Antes de empezar, es importante definir qué es este singular dispositivo. En términos técnicos, el GL.iNet Comet Q es un KVM remoto (Keyboard, Video and Mouse) de nueva generación. Tradicionalmente, los KVM suelen ser equipos generalmente grandes, pesados y llenos de cables, que permiten a un usuario controlar varios ordenadores usando un único teclado, un solo monitor y un ratón.
Ahora bien, cuando le añadimos la palabra «remoto» o «KVM sobre IP», el concepto evoluciona radicalmente: el gadget captura la señal de vídeo y audio del dispositivo a la que está conectado, y digitaliza las pulsaciones del teclado y los movimientos del ratón para transmitirlos a través de una red local (WiFi) o de Internet.
Lo que hace verdaderamente especial al Comet Q es que es un dispositivo minúsculo, de uso personal y totalmente «plug-and-play», es decir, que conectas y listo. No requiere instalaciones tediosas, no necesitas instalar software adicional en el equipo a controlar y no hay que lidiar con configuraciones de red imposibles para que empiece a funcionar.

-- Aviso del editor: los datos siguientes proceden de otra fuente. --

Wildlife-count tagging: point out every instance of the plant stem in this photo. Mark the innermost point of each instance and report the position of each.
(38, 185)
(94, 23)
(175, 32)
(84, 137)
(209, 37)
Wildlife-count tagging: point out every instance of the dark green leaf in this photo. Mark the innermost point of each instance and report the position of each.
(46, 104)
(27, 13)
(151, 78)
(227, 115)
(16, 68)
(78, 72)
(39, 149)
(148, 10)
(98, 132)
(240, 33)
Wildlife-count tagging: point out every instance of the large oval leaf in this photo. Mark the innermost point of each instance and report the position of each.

Pero, te preguntarás… ¿Para qué sirve realmente en el día a día? Los escenarios de uso real son fascinantes. Un KVM tan versátil como este soluciona muchos problemas cotidianos y profesionales.
Por ejemplo, puedes dejar un GL.iNet Comet Q en casa de tus padres y resolverles problemas de forma remota de sus ordenadores o móviles. Los creadores de contenido y streamers pueden capturar la pantalla de diferentes dispositivos. También puedes usar el PC o móvil de la empresa desde la comodidad de tu equipo personal, recuperar información de una tablet con la pantalla rota y más.
Viendo todas estas posibilidades, la gran pregunta es… ¿Realmente cumple lo que promete con tanta facilidad? En mi experiencia, te puedo adelantar que sí.
Ficha técnica del GL.iNet Comet Q (GL-RMQ1)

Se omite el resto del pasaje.